- An experimental drug from Eli Lilly has hit the main goal of a study testing it in people with early Alzheimer's disease, results which appear to be buoying investor optimism in the program and the company.
- The study measured cognition and daily function using a tool that combines elements from two popular scales for evaluating the impact of Alzheimer's on patients. According to Lilly, participants who received its drug, called donanemab, declined 32% slower than those who got placebo. The trial also looked at a handful of so-called secondary measures, and while there were "consistent improvements" in all of them, Lilly said some did not reach statistical significance.
- Lilly didn't offer much specific data, but said full results of the study will be presented at a medical congress and submitted for publication in a peer-reviewed clinical journal. The company also plans to discuss the results with regulators to determine the next steps for its program. In the meantime, Lilly shares rose almost 14% Monday morning, roughly adding $18 billion to its market value.

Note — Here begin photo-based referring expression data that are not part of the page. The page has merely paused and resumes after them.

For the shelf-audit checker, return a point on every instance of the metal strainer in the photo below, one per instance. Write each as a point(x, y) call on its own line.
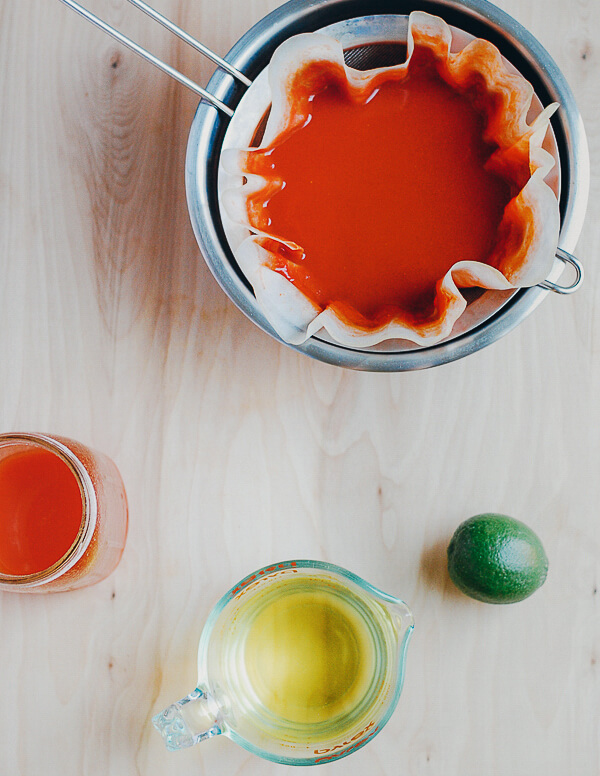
point(238, 91)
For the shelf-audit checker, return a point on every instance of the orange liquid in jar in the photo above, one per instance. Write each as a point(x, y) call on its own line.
point(381, 197)
point(41, 510)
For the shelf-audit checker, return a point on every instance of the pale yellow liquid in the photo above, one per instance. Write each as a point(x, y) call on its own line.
point(309, 654)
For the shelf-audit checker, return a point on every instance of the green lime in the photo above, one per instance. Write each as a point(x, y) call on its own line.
point(496, 559)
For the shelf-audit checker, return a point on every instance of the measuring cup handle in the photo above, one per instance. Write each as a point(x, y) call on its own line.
point(188, 721)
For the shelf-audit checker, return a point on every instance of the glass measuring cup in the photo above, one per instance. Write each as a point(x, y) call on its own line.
point(301, 662)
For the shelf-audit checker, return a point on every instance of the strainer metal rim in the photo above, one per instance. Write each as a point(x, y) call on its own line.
point(251, 53)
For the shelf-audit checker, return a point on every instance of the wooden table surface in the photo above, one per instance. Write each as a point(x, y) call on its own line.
point(237, 452)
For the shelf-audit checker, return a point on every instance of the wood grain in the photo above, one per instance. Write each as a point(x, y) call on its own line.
point(237, 451)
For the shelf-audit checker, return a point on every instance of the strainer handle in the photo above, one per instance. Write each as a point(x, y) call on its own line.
point(182, 79)
point(566, 258)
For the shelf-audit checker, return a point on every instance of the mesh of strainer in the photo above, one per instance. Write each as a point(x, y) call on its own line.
point(369, 42)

Like many Alzheimer's drugs in development, donanemab targets a protein called amyloid beta. Research indicates that, when misfolded, these amyloid proteins can clump together and form sticky plaques that lead to neurodegeneration.

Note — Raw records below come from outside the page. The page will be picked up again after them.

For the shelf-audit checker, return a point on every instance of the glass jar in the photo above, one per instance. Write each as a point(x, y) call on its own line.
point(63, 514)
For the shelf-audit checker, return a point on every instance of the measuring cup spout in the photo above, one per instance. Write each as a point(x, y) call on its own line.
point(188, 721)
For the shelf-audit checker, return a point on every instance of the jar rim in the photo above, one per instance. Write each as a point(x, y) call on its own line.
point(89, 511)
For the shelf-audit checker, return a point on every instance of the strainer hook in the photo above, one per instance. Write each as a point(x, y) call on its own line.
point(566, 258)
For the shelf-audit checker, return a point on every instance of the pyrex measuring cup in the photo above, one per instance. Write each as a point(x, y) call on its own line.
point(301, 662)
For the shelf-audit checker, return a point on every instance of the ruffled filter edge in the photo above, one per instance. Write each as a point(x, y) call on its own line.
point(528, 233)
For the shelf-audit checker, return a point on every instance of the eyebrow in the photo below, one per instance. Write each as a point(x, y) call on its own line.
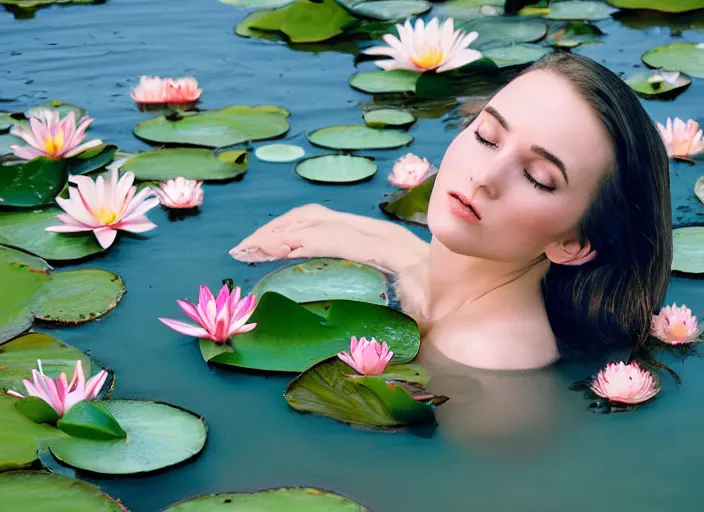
point(535, 149)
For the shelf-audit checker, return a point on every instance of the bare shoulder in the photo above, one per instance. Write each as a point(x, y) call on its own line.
point(511, 340)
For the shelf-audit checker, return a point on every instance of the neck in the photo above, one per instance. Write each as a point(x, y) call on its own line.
point(455, 280)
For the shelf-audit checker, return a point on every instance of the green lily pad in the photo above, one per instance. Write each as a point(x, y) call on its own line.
point(28, 491)
point(515, 55)
point(92, 159)
point(658, 5)
point(303, 21)
point(391, 10)
point(325, 279)
point(191, 163)
point(411, 206)
point(688, 250)
point(62, 108)
point(640, 84)
point(279, 153)
point(158, 436)
point(336, 168)
point(471, 9)
point(501, 31)
point(334, 390)
point(353, 137)
point(19, 436)
point(573, 34)
point(26, 230)
point(274, 346)
point(389, 118)
point(31, 184)
point(19, 357)
point(272, 500)
point(395, 81)
point(232, 125)
point(685, 57)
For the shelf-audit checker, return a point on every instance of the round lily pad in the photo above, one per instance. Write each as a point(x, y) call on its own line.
point(336, 168)
point(33, 490)
point(395, 81)
point(232, 125)
point(272, 500)
point(411, 206)
point(515, 55)
point(391, 10)
point(688, 254)
point(279, 153)
point(641, 84)
point(190, 163)
point(685, 57)
point(26, 230)
point(389, 118)
point(358, 137)
point(274, 346)
point(324, 279)
point(658, 5)
point(158, 436)
point(19, 357)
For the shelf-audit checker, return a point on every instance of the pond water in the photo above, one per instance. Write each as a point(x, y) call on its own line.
point(503, 442)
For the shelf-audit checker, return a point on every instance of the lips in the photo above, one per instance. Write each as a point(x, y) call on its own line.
point(467, 204)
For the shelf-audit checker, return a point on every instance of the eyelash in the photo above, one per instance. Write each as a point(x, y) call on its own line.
point(526, 174)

Despite massive amounts of time and investment, amyloid-targeting drugs have almost universally failed. AstraZeneca, Johnson & Johnson, Merck & Co. and Roche are just some of the powerful pharmaceutical firms to hit major setbacks getting these medicines to market. Lilly, too, has notched several high-profile defeats of its own.

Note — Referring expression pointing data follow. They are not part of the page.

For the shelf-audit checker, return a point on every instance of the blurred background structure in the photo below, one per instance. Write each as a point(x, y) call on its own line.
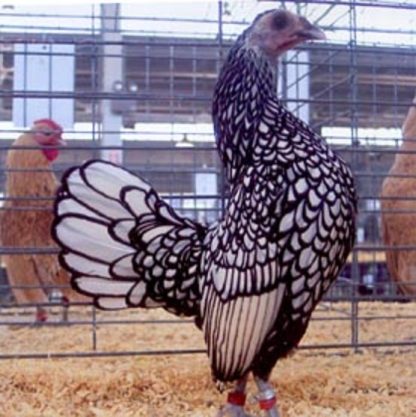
point(133, 84)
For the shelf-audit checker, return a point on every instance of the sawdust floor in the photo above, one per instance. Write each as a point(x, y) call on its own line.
point(335, 383)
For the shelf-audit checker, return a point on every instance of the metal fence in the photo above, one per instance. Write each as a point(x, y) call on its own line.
point(136, 89)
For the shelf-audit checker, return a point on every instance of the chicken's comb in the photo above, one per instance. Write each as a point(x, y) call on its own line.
point(50, 123)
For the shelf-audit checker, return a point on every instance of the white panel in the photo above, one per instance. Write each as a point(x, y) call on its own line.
point(38, 68)
point(297, 81)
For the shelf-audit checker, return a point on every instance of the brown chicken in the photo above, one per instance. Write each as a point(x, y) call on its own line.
point(398, 203)
point(26, 222)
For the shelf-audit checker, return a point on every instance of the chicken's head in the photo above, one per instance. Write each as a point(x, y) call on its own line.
point(48, 134)
point(276, 31)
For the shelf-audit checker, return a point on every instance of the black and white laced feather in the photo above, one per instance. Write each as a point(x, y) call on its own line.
point(252, 279)
point(123, 245)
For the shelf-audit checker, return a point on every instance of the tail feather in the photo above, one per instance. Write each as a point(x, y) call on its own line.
point(123, 245)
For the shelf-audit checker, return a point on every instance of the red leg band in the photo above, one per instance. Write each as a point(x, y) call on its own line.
point(237, 398)
point(267, 404)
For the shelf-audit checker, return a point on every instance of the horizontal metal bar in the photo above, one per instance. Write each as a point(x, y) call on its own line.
point(97, 354)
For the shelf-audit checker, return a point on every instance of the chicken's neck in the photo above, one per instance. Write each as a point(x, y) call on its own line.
point(245, 82)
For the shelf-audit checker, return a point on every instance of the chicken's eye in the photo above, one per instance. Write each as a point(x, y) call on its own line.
point(280, 20)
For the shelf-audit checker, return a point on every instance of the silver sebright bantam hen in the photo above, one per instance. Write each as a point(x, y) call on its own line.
point(251, 280)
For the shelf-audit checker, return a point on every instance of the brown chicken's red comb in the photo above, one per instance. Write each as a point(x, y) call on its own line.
point(50, 123)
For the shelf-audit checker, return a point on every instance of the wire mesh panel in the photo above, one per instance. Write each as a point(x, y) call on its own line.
point(136, 88)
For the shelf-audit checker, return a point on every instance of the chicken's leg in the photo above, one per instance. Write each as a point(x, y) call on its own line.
point(267, 398)
point(236, 401)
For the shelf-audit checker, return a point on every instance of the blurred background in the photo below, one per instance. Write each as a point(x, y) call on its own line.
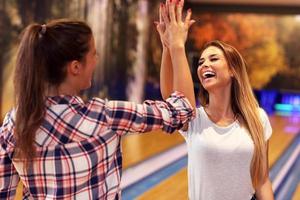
point(266, 32)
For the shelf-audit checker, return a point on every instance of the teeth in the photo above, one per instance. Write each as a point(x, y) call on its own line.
point(208, 74)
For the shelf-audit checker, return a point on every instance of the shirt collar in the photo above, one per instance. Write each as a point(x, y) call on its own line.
point(63, 99)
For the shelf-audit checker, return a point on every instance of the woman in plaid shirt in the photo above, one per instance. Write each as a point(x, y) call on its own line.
point(59, 146)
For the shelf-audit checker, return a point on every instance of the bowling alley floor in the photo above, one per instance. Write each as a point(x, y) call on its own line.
point(169, 180)
point(155, 163)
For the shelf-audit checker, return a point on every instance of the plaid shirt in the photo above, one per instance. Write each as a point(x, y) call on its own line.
point(78, 150)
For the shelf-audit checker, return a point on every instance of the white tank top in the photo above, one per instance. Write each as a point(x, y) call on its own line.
point(219, 158)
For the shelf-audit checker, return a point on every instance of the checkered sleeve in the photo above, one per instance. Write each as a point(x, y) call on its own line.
point(8, 176)
point(169, 115)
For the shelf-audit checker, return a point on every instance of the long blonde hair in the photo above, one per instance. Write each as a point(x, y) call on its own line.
point(244, 104)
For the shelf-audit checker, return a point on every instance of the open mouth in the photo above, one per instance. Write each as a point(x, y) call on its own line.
point(208, 74)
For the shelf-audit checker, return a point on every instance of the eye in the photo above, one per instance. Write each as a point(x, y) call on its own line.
point(200, 63)
point(214, 59)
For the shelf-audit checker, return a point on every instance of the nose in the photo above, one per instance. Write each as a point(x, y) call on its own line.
point(205, 64)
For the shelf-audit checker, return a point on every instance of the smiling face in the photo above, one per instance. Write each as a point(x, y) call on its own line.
point(213, 70)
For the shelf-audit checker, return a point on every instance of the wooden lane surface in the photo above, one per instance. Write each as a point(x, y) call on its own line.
point(175, 187)
point(137, 148)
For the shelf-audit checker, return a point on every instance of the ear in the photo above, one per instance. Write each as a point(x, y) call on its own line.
point(74, 68)
point(231, 73)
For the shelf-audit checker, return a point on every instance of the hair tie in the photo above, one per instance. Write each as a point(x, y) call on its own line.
point(44, 28)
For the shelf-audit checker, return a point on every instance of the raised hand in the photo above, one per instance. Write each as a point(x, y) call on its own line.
point(176, 30)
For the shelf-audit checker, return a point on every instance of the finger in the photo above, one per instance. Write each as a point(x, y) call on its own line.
point(164, 15)
point(191, 22)
point(171, 9)
point(160, 13)
point(179, 7)
point(188, 17)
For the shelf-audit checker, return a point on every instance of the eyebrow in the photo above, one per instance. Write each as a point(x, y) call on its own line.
point(202, 59)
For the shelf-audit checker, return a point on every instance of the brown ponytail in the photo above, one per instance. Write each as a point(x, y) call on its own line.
point(42, 56)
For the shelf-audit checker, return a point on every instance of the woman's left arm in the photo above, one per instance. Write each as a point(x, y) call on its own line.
point(265, 191)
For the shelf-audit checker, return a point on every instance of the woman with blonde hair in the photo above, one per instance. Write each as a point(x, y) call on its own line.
point(227, 142)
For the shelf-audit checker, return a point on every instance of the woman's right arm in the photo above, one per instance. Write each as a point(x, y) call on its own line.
point(173, 33)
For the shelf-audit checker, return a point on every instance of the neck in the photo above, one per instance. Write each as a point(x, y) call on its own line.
point(62, 89)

Yet, with donanemab, Lilly thinks it's found something promising.
The company touts how donanemab, which actually goes after a modified form of amyloid beta known as N3pG, has been shown to quickly clear amyloid plaques. The way in which the drug works, combined with the positive results from this latest trial, "give us confidence in donanemab and support its rapid and deep plaque clearance for the potential treatment of Alzheimer's disease," Daniel Skovronsky, Lilly's chief scientific officer, said in a Jan. 11 statement.
Skovronsky isn't alone is his excitement. Al Sandrock, the head scientist at Biogen, said Monday during a presentation at the J.P. Morgan Healthcare Conference that Lilly's results are good news for Alzheimer's patients and research, and offer "additional reason to hope" for a disease-modifying therapy. Currently, there are no treatments approved by the Food and Drug Administration for the underlying causes of Alzheimer's.
Sandrock's words are perhaps to be expected, since Biogen is awaiting an FDA approval decision for its own amyloid-targeting drug, called aducanumab. He noted how there are many similarities between Biogen's and Lilly's drugs, and between the studies designed to prove those drugs' merits.
Lilly's trial could also be seen as a double-edged sword, however. Analysts at Cowen & Co. noted, for example, that it was a bit surprising to see Lilly's drug miss on some of the secondary endpoints, given that trial had such a specific design.
"While it is great to have a successful trial in Alzheimer's disease, results are mixed," wrote Steve Scala of Cowen. "The effect size is small despite a tailor-made endpoint, and there were misses on some secondary endpoints, despite donanemab nearly completely wiping out plaques."